I watch Dr. Vee scribble furiously on a legal pad propped against his knee. Offer him some proof. “Next time, I could bring you some of the letters he’s written to me…if that would help?”

“Sure. That would be very useful. It was a pleasure to meet you, Jenny. I’ll see you in a week.”

During our second appointment, Dr. Vee reads Dad’s letters while I sit across from him on a velvety mushroom hued sofa. I fidget with the pillows to distract myself from the anticipation. Please, please let him recognize that Dad is crazy. Don’t let him be fooled like every teacher, friend, and warm body who thought he was god’s gift as a single father. Just let one person understand

“Well, Jenny, after reading these letters, my diagnosis of your Father is that he’s a psychotic-schizophrenic-paranoid-narcissist.”

Yes! He understands! Wait, he’s what? That’s even worse than you thought…

Dr. Vee stares at me intently. “People, like your Father, with this particular combination of mental illnesses, they are usually very dangerous. I want you to be very careful—particularly in confronting him.”

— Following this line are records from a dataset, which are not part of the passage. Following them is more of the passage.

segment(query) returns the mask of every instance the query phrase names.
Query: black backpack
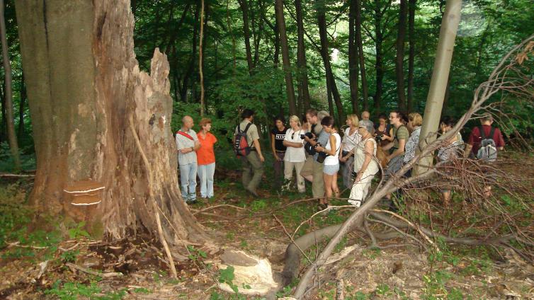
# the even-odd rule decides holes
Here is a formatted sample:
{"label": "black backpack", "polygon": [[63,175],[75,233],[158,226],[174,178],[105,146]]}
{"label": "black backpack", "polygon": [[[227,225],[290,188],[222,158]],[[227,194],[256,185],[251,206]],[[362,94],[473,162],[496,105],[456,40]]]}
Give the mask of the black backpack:
{"label": "black backpack", "polygon": [[234,142],[234,151],[238,156],[246,156],[250,154],[250,145],[246,142],[246,132],[249,131],[251,125],[252,123],[247,124],[243,131],[241,131],[241,126],[237,125],[237,134]]}

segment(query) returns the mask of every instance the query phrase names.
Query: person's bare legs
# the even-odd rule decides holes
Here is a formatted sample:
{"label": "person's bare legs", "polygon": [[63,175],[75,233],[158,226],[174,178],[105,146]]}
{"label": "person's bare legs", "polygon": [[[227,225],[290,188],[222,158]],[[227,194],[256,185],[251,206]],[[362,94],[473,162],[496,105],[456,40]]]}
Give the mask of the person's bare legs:
{"label": "person's bare legs", "polygon": [[322,199],[319,201],[319,203],[322,204],[328,204],[329,199],[332,197],[332,175],[323,173],[323,179],[324,180],[324,192],[326,192],[326,197]]}
{"label": "person's bare legs", "polygon": [[337,185],[337,173],[332,175],[332,192],[336,198],[339,197],[339,187]]}

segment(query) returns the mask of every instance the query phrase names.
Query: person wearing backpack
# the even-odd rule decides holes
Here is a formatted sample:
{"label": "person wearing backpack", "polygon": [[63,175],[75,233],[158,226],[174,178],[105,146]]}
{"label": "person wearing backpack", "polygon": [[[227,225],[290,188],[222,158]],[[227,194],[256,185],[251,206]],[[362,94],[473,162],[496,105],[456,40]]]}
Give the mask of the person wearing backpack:
{"label": "person wearing backpack", "polygon": [[191,129],[193,125],[191,117],[183,117],[182,127],[176,132],[176,137],[182,198],[188,204],[196,203],[198,166],[195,151],[200,147],[197,134]]}
{"label": "person wearing backpack", "polygon": [[245,109],[241,114],[242,121],[236,127],[234,137],[234,149],[238,157],[242,158],[243,187],[245,190],[258,197],[256,189],[263,174],[265,158],[261,154],[258,127],[252,123],[254,112]]}
{"label": "person wearing backpack", "polygon": [[[480,119],[481,126],[473,128],[465,145],[464,157],[470,155],[486,161],[494,161],[499,151],[504,149],[504,139],[499,128],[494,127],[493,117],[484,113]],[[487,174],[487,176],[489,175]],[[492,187],[484,186],[484,195],[486,197],[492,195]]]}

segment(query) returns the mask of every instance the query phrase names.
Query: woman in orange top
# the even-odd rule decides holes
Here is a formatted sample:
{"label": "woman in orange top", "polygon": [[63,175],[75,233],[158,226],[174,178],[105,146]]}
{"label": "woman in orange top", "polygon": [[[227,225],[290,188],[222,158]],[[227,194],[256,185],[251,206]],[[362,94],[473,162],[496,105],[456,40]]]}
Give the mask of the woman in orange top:
{"label": "woman in orange top", "polygon": [[200,143],[200,148],[197,150],[198,163],[198,178],[200,179],[200,197],[211,198],[213,197],[213,174],[215,173],[215,153],[213,145],[217,143],[217,138],[210,133],[211,120],[204,117],[200,120],[202,129],[197,137]]}

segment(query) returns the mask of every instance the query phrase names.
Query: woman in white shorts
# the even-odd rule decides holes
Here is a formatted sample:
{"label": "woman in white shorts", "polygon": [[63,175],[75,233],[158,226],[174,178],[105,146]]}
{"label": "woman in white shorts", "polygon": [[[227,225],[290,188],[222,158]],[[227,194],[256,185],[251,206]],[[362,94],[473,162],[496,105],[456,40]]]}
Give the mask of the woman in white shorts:
{"label": "woman in white shorts", "polygon": [[[327,155],[324,158],[323,168],[323,180],[324,180],[324,190],[326,198],[319,200],[319,209],[328,207],[329,198],[334,195],[336,198],[339,197],[339,188],[337,186],[337,173],[339,171],[339,151],[341,149],[341,137],[337,133],[334,127],[334,118],[328,116],[321,121],[323,130],[330,134],[328,143],[324,146],[317,146],[315,150],[317,152],[324,152]],[[319,153],[319,157],[321,156]]]}
{"label": "woman in white shorts", "polygon": [[357,174],[351,189],[348,202],[360,207],[367,197],[373,178],[379,168],[375,138],[365,126],[360,126],[358,133],[362,137],[362,141],[354,147],[354,171],[357,171]]}
{"label": "woman in white shorts", "polygon": [[304,185],[304,177],[300,175],[304,163],[306,161],[306,154],[304,152],[304,139],[301,134],[306,132],[300,129],[300,120],[296,115],[289,117],[290,129],[285,132],[283,145],[285,146],[285,156],[284,156],[284,185],[283,190],[288,190],[293,178],[293,169],[297,172],[297,188],[299,192],[306,192]]}

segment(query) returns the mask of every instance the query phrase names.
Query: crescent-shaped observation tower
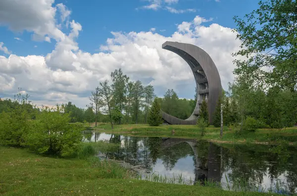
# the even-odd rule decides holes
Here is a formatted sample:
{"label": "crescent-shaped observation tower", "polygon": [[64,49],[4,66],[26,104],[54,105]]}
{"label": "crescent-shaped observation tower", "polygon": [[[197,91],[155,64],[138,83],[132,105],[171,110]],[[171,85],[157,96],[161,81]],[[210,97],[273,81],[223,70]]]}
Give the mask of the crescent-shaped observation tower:
{"label": "crescent-shaped observation tower", "polygon": [[217,102],[222,94],[221,78],[212,59],[205,51],[189,43],[166,41],[162,45],[162,48],[175,53],[187,62],[194,75],[197,97],[196,107],[188,118],[183,120],[162,112],[163,119],[171,124],[195,124],[199,118],[200,106],[205,99],[209,122],[212,124]]}

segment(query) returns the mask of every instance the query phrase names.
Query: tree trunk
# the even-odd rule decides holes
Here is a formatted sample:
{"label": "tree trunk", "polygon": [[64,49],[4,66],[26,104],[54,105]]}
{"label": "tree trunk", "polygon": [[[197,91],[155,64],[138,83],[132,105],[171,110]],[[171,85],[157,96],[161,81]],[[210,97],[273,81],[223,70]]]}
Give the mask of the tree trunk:
{"label": "tree trunk", "polygon": [[221,104],[221,132],[220,134],[220,136],[221,137],[221,139],[223,137],[223,126],[224,125],[224,121],[223,119],[223,104]]}
{"label": "tree trunk", "polygon": [[95,127],[97,127],[97,115],[95,117]]}

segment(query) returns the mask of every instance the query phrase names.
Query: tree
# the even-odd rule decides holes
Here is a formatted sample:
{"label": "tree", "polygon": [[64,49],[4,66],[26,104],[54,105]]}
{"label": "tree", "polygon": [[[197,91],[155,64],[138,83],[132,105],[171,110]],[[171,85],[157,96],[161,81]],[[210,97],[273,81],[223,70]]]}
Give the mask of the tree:
{"label": "tree", "polygon": [[130,118],[130,115],[131,112],[131,105],[133,102],[133,87],[134,86],[134,83],[132,81],[129,81],[127,84],[127,105],[126,106],[126,118],[127,118],[127,122],[129,122],[129,119]]}
{"label": "tree", "polygon": [[43,107],[37,120],[31,122],[23,146],[39,154],[62,157],[74,155],[85,127],[82,123],[70,124],[69,114],[63,112],[63,108],[58,105],[51,109]]}
{"label": "tree", "polygon": [[135,82],[133,86],[132,96],[134,105],[134,114],[135,115],[135,123],[137,124],[139,109],[141,105],[142,98],[144,95],[144,87],[140,80]]}
{"label": "tree", "polygon": [[110,102],[112,96],[111,89],[110,88],[110,86],[108,85],[108,81],[107,79],[103,82],[100,82],[100,85],[101,86],[101,88],[99,89],[100,99],[105,107],[104,111],[105,114],[107,114],[108,116],[109,122],[111,125],[111,129],[113,129]]}
{"label": "tree", "polygon": [[221,105],[222,104],[222,97],[220,97],[215,107],[215,111],[213,113],[212,123],[213,126],[219,127],[221,126]]}
{"label": "tree", "polygon": [[201,106],[200,106],[199,118],[203,118],[204,120],[208,123],[208,109],[205,99],[203,99]]}
{"label": "tree", "polygon": [[170,115],[177,117],[179,110],[178,99],[178,96],[173,89],[167,89],[164,95],[161,106],[162,110]]}
{"label": "tree", "polygon": [[231,123],[231,111],[230,107],[230,98],[224,97],[224,105],[223,106],[223,116],[224,117],[224,124],[228,126]]}
{"label": "tree", "polygon": [[111,119],[115,122],[120,122],[122,118],[123,118],[123,115],[120,111],[119,107],[115,106],[111,111]]}
{"label": "tree", "polygon": [[151,104],[153,97],[155,96],[153,91],[153,86],[151,85],[148,85],[145,87],[144,89],[144,96],[145,97],[145,123],[146,124],[147,123],[148,108]]}
{"label": "tree", "polygon": [[29,96],[23,96],[21,88],[15,95],[11,107],[0,113],[0,144],[14,147],[23,146],[24,137],[31,128],[30,120],[38,114],[28,101]]}
{"label": "tree", "polygon": [[199,117],[198,120],[197,120],[197,125],[200,128],[201,136],[204,136],[205,132],[205,127],[208,125],[208,122],[204,119],[204,117]]}
{"label": "tree", "polygon": [[100,99],[100,90],[99,87],[97,87],[95,91],[92,91],[92,95],[89,97],[89,99],[91,101],[90,106],[93,110],[95,114],[95,126],[97,126],[97,119],[99,109],[102,107],[102,100]]}
{"label": "tree", "polygon": [[237,38],[242,42],[241,49],[233,54],[238,57],[234,73],[248,77],[254,83],[296,91],[297,1],[268,0],[260,1],[259,5],[244,20],[234,18]]}
{"label": "tree", "polygon": [[235,97],[231,97],[230,99],[230,122],[231,123],[236,123],[238,122],[239,119],[238,106]]}
{"label": "tree", "polygon": [[[114,102],[114,106],[117,107],[120,112],[122,113],[124,108],[127,93],[127,83],[129,81],[129,77],[123,74],[122,69],[115,70],[110,75],[113,83],[111,89],[113,90],[112,99]],[[121,119],[119,119],[119,124],[121,123]]]}
{"label": "tree", "polygon": [[161,105],[156,98],[154,99],[149,110],[148,122],[150,126],[159,126],[162,123]]}
{"label": "tree", "polygon": [[95,121],[95,114],[92,107],[88,107],[85,111],[84,120],[88,122],[93,122]]}

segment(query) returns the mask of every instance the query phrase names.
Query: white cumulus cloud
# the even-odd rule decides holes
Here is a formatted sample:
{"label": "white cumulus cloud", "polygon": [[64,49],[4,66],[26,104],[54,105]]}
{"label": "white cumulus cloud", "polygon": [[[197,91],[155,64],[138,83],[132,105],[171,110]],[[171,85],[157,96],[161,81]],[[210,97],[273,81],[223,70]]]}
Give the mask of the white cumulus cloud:
{"label": "white cumulus cloud", "polygon": [[4,46],[4,43],[2,42],[0,42],[0,51],[2,51],[5,54],[11,53],[11,51],[9,51],[7,48]]}
{"label": "white cumulus cloud", "polygon": [[[52,7],[52,1],[44,0],[41,7],[50,16],[54,16],[56,9]],[[1,1],[0,7],[3,2],[6,9],[14,10],[9,7],[13,3],[6,0]],[[43,15],[40,11],[34,10]],[[56,11],[51,13],[51,10]],[[16,8],[14,11],[21,11]],[[1,14],[3,13],[0,11],[0,18],[3,21]],[[27,21],[34,18],[30,14],[25,17],[12,13],[10,16],[13,14],[14,20],[6,21],[6,25],[13,30],[27,30],[31,27],[35,34],[40,32],[35,29],[41,29],[45,24],[53,21],[51,16],[46,14],[48,17],[41,18],[45,23],[33,24]],[[21,28],[17,25],[18,17],[24,17],[19,19],[24,23]],[[228,82],[234,77],[232,72],[235,66],[231,54],[239,49],[241,42],[236,39],[236,35],[230,28],[215,23],[202,25],[203,22],[209,20],[197,16],[191,21],[178,25],[176,32],[168,37],[152,30],[111,32],[111,38],[101,46],[102,51],[95,53],[80,49],[76,39],[83,27],[73,20],[69,22],[70,33],[60,32],[58,34],[62,35],[59,37],[62,39],[56,39],[54,48],[45,56],[34,54],[27,56],[10,54],[8,57],[0,55],[0,97],[13,97],[17,88],[21,87],[31,95],[33,102],[39,105],[53,105],[70,101],[85,107],[88,104],[91,91],[99,81],[110,79],[110,73],[121,68],[132,80],[140,79],[145,85],[153,85],[158,96],[162,96],[167,88],[173,88],[180,97],[193,98],[195,83],[192,71],[180,57],[161,48],[162,44],[167,40],[192,43],[205,50],[216,65],[223,86],[226,88]],[[58,25],[52,24],[52,28],[48,29],[46,34],[40,35],[50,37],[58,35]],[[3,44],[0,45],[4,48]]]}

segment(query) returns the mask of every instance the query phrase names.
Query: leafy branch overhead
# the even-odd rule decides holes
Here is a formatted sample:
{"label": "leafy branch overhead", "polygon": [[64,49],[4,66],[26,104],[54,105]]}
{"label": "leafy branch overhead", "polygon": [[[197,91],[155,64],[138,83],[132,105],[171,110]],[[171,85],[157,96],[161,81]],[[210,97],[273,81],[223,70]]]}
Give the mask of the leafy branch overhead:
{"label": "leafy branch overhead", "polygon": [[241,49],[233,54],[237,57],[234,74],[265,86],[296,90],[297,2],[270,0],[259,5],[244,19],[234,18],[234,31],[242,41]]}

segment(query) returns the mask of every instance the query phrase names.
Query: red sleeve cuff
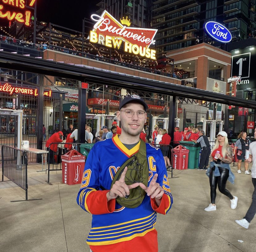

I take my first breath since Dr. Vee’s diagnosis. “Yes. I’m glad someone finally understands what I’ve been coping with for twenty years. Believe me, I have always been cautious around him. A few weeks ago he let himself into our apartment without knocking. The next day, my fiancé changed the lock. Before that, we got into a fight over the phone—which by the way, I’m sick of talking to him five times a day—and he threatened to kill me because I don’t believe in his predictions or whatever. This has to end!”

“Jenny, I understand your frustration here. I want you to know that I don’t see any qualities in you that are like your Father. You understand what happened to you very deeply, and you’re far more normal than you might realize. Next time we will discuss the possibility of limiting contact, or cutting ties completely. Though I caution you, that can be a very difficult thing to do, psychologically.”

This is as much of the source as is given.